Uno de los aspectos más sensibles en relación con el triaje de los pacientes ha sido y es, sin duda, el peso de la edad como criterio determinante. Como pauta general, en los enfermos mayores de ochenta años con comorbilidades se descarta la ventilación mecánica con intubación o la oxigenoterapia de alto flujo. En su lugar, se propone el uso de soporte vital no invasivo, como la ventilación con presión positiva. Ello se fundamenta en el hecho de que el envejecimiento se asocia a enfermedades crónicas, a una menor probabilidad de supervivencia y a una mayor presencia de discapacidades. Es imprescindible que, en cada paciente, se valore el beneficio potencial de los tratamientos teniendo en cuenta la existencia de patologías asociadas, inevitablemente, más presentes a mayor edad. Aquí es donde debe intervenir el juicio clínico para discernir entre una paciente de ochenta años con una calidad de vida excelente y sin comorbilidades avanzadas de otra persona de menor edad con peor pronóstico y que probablemente responderá mal al soporte vital. La realidad es que no todos los enfermos se benefician por igual de los tratamientos especializados, y en un momento de máxima escasez, hay que optimizar el rendimiento sanitario y minimizar los esfuerzos estériles. En cualquier caso, siempre debe suministrarse asistencia a todas las personas que la soliciten y adecuarla a las necesidades de cada paciente y al grado de saturación de los servicios sanitarios. Abandonar los cuidados de un paciente constituye una agresión contra  la dignidad humana.

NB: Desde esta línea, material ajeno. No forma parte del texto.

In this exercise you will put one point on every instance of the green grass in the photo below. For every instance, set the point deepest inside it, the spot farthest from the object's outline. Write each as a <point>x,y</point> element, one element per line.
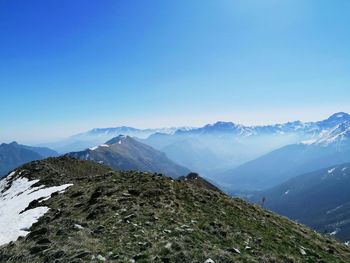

Es en las situaciones de emergencia cuando el criterio clínico cobra mayor importancia. Este debe ser consensuado y recoger diferentes perspectivas, tanto la científico-técnica como la ética. A este respecto, el OBD propone la intervención de un comité de triaje formado como mínimo por un miembro del comité de ética asistencial del hospital, un médico intensivista y, en la medida de lo posible, el resto del equipo de la UCI. En España, la mayoría de los hospitales cuentan con esos comités; de no ser así, pueden asesorarse con alguno de referencia de otro hospital más grande. El objetivo de los equipos interdisciplinares es reducir al mínimo los sesgos ligados a interpretaciones y valoraciones individuales y que los médicos no asuman solos la carga emocional de las decisiones.

En un escenario de emergencia excepcional como el actual, las necesidades de salud pública pueden entrañar una limitación de los derechos individuales en el marco de la atención sanitaria. Ante esta situación, es imprescindible que se establezcan unos criterios de ingreso claros y homogéneos, que deberán ser comunicados tanto a familiares como a pacientes. De este modo se cumplirá con el principio de transparencia y se evitará la pérdida de confianza en el sistema de salud.